Nobody announced the moment the LLM entered enterprise decision-making.
There was no architecture review. No governance committee. No change control process. One day a procurement manager summarized a vendor proposal with an LLM and pasted the output into an approval memo. A financial analyst used one to draft a board presentation. A lawyer used one to review a contract before flagging it for senior counsel.
The LLM was in the write path. It was shaping the artifacts that went into the SOR. It was influencing the decisions that produced the records the enterprise called authoritative.

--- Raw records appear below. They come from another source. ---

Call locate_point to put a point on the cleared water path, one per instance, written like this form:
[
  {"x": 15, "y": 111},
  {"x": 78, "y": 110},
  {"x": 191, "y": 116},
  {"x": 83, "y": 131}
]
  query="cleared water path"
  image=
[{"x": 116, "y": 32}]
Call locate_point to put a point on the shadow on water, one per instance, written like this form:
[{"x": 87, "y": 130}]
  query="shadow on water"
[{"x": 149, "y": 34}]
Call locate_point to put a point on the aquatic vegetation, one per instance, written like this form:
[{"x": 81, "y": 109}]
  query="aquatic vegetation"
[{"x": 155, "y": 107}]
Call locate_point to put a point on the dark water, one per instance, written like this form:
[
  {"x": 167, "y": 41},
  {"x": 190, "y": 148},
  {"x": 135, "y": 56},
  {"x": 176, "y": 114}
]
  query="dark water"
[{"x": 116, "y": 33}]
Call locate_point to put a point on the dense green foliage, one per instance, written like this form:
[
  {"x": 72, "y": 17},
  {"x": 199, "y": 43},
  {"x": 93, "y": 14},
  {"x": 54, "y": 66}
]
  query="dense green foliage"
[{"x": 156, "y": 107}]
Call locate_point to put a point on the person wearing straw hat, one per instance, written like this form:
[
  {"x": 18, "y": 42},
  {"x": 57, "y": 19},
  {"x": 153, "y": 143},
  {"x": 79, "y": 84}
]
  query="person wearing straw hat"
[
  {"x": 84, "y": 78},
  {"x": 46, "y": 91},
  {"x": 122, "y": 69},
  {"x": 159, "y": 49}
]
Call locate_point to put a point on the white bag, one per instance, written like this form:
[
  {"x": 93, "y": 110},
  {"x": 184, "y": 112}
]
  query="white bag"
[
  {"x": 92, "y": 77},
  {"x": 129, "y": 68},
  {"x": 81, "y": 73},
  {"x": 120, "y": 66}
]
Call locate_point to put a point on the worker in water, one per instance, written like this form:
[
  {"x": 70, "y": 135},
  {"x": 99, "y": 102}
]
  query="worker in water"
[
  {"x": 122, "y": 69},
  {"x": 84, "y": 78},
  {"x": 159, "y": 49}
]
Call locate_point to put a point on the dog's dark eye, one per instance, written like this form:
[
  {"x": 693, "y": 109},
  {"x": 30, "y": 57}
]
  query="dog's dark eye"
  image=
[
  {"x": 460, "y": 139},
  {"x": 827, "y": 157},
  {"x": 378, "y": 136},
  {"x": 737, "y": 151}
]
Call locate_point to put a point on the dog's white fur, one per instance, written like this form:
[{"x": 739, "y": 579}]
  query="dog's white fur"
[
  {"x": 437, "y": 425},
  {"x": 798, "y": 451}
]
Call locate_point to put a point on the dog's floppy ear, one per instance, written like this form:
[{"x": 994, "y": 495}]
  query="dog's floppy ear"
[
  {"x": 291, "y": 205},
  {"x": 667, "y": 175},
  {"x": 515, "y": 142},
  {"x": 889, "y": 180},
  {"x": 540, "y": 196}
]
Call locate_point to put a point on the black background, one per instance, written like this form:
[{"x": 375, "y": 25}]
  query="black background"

And nobody counted it as a system.
This is the unacknowledged infrastructure story of the past three years. Not the AI tools that were formally evaluated, procured, and governed. The AI that entered enterprise decision-making through the habits of individual contributors, invisible to the architecture and ungoverned by design.
The harness layer arrived and created the illusion that this was being managed. It wasn’t. It was being coordinated. Those are different things. And the distinction between them is where the provider compression argument begins.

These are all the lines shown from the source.